Steely Dan: Pretzel Logic (1974)

(This review originally appeared in August 2003.)

 


The coolest band of the seventies? You bet.
Walter Becker and Donald Fagen are the most accomplished fusion players in rock history. Their first three Steely Dan albums - Can't Buy a Thrill, Countdown to Ecstasy, and Pretzel Logic, all recorded when the Dan was a real group - are among the most essential albums in all of seventies rock, noteworthy for their immaculate musicianship, their crisp production methods (courtesy of Gary Katz), and their inventive melodies and cryptic lyrics. Jazz rhythms, heavy blues lines, and straight rock all blend seamlessly to create pretty much what Al Kooper had in mind when he formed Blood, Sweat and Tears, only to see his own bandmates force him out so they could water down and commercialize Kooper's idea.
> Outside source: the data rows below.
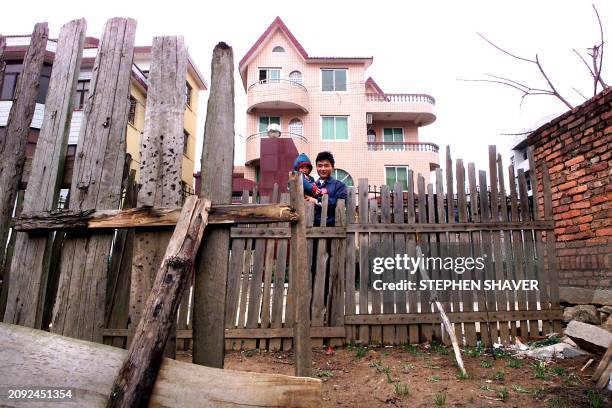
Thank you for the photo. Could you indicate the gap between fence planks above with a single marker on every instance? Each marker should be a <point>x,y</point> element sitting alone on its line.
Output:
<point>135,380</point>
<point>30,261</point>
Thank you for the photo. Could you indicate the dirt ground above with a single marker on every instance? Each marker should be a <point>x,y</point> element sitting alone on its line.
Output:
<point>423,376</point>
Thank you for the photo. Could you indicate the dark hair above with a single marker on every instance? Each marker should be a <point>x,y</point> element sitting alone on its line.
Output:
<point>326,156</point>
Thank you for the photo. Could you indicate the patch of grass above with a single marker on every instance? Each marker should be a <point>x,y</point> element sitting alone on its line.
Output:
<point>519,389</point>
<point>595,399</point>
<point>325,373</point>
<point>559,402</point>
<point>503,394</point>
<point>539,370</point>
<point>440,400</point>
<point>401,389</point>
<point>514,363</point>
<point>486,364</point>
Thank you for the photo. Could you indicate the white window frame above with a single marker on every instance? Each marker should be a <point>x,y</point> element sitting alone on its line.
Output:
<point>348,128</point>
<point>334,78</point>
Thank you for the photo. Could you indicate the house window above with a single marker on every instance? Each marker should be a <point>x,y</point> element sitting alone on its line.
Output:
<point>188,90</point>
<point>334,127</point>
<point>132,112</point>
<point>343,176</point>
<point>296,78</point>
<point>395,174</point>
<point>333,79</point>
<point>81,95</point>
<point>296,127</point>
<point>185,141</point>
<point>11,75</point>
<point>393,135</point>
<point>265,121</point>
<point>267,75</point>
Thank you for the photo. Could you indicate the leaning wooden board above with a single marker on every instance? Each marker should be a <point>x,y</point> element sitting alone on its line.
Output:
<point>30,357</point>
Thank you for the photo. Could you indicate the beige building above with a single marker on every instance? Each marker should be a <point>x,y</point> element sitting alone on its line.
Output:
<point>326,103</point>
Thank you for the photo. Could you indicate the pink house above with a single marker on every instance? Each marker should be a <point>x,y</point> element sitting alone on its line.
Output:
<point>326,103</point>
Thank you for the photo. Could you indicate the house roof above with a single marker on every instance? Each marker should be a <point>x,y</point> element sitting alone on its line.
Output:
<point>278,24</point>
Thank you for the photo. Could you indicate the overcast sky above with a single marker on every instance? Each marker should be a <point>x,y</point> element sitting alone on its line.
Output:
<point>418,47</point>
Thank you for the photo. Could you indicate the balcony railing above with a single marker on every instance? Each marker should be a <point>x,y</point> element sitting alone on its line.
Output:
<point>409,98</point>
<point>283,135</point>
<point>404,146</point>
<point>291,82</point>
By contrast, Becker and Fagen never wavered or surrendered; they even broke up their original ensemble and have relied on session players ever since to be true to their fusion game.
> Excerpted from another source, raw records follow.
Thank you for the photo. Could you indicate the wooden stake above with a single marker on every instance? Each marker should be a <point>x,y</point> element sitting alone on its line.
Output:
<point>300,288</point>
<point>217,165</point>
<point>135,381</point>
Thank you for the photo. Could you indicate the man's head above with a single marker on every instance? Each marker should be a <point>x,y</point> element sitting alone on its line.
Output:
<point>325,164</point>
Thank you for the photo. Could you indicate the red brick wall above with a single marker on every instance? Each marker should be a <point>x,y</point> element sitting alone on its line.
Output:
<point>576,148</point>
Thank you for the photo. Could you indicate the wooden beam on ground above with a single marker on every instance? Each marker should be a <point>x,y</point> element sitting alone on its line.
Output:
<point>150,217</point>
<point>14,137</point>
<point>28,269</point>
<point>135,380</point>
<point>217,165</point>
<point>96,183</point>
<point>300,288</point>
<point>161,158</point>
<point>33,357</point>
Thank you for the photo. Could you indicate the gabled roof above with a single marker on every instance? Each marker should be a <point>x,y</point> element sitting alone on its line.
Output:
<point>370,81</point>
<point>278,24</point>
Pretzel Logic, recorded before the original group disbanded, was perhaps the greatest fruition of Becker and Fagen's ambitions. The music cuts with the same intensity of a jam in a 52nd Street nightclub, grounded in biting rock arrangements. Steely Dan presents a variety of shady characters and savvy hepcats that fit right into Becker and Fagen's cool, cynical world. "Night By Night" tells a tale of surviving on the streets set to chilling horns and jaded guitars that feel like broken glass. "Charlie Freak," by contrast, is (amazingly) even more ominous. Its heavy piano serves as the backdrop of a story of a homeless man who pawns a ring for a drug fix; when the buyer returns with some regret, he finds Charlie dead and places the ring he cannot own on the dead man's finger. As a song about homelessness, "Charlie Freak" devastates Phil Collins's homilies on the subject.
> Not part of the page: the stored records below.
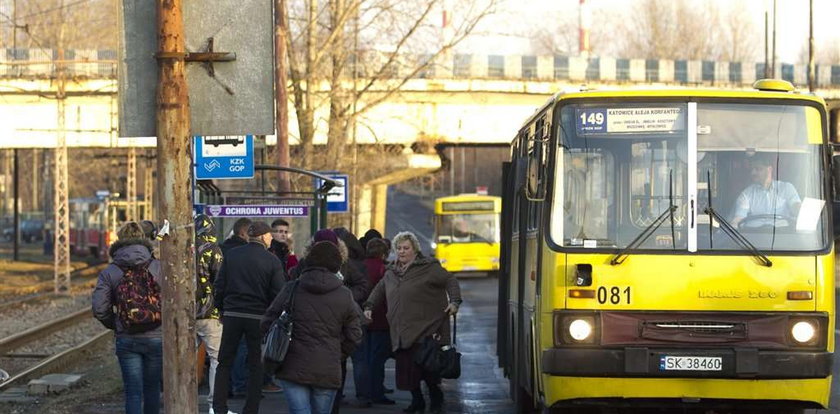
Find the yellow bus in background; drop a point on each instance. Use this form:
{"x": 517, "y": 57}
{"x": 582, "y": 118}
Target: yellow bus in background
{"x": 670, "y": 248}
{"x": 466, "y": 235}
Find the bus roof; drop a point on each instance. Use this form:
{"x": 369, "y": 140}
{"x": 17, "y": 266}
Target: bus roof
{"x": 465, "y": 199}
{"x": 672, "y": 92}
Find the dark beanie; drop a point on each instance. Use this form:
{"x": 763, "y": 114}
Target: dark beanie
{"x": 324, "y": 254}
{"x": 326, "y": 235}
{"x": 258, "y": 228}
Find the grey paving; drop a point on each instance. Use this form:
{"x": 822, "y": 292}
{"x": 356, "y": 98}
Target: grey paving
{"x": 481, "y": 388}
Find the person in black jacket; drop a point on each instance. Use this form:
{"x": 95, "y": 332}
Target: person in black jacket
{"x": 250, "y": 278}
{"x": 354, "y": 269}
{"x": 326, "y": 326}
{"x": 239, "y": 237}
{"x": 239, "y": 372}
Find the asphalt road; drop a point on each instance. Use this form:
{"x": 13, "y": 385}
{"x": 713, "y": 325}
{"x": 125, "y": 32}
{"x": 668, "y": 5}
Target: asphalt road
{"x": 481, "y": 388}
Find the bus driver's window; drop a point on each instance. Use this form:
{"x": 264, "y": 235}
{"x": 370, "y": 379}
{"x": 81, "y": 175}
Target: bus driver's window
{"x": 766, "y": 201}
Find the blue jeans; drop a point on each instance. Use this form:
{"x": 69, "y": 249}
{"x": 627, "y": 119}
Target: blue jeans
{"x": 141, "y": 363}
{"x": 361, "y": 369}
{"x": 303, "y": 399}
{"x": 239, "y": 372}
{"x": 378, "y": 349}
Becker and Fagen allow themselves some room for more hopeful visions of life in a cold world on Pretzel Logic, but with strings attached. "Any Major Dude Will Tell You" is a straight ballad offering lyrics of hope in the future, and the LP's hit single, "Rikki Don't Lose That Number," is, on the surface at least, a love song perfect for Top Forty radio. The hesitation before the coda in the former and the muted, bubbling percussion that introduces the latter song, though, hint that bliss may not always come for everyone and, for some, maybe not at all. Becker and Fagen are in fact rather paranoid as they survey the world around them; the creepy protagonist of "Through With Buzz" (with a Third Stream arrangement right out of Charles Mingus's score book), the provincial townspeople of "Barrytown," and the murderous thief in "With a Gun" remind us that distrust runs rampant everywhere. The duo seem happiest when reverting to their devotion to jazz; the real hope on Pretzel Logic is offered through affectionate tributes to their jazz heroes, be it their remake of Duke Ellington's "East St. Louis Toodle-oo" (the only cover in the Dan's career) or their big, brassy celebration "Parker's Band," with sly references to Charlie Parker himself and to Dizzy Gillespie in the relatively straightforward lyrics.
After Pretzel Logic, Steely Dan made a couple of pretty decent records in the latter half of the seventies - their fourth album, Katy Lied, is certainly on par with its predecessors - and the more recent reunion albums, Two Against Nature and Everything Must Go, draw more from jazz and blues and less from rock than any of Becker and Fagen's seventies work did. But Pretzel Logic remains the Dan's moment of triumph for its grand fusion of pop influences and its refusal to romanticize the streets that made that fusion possible.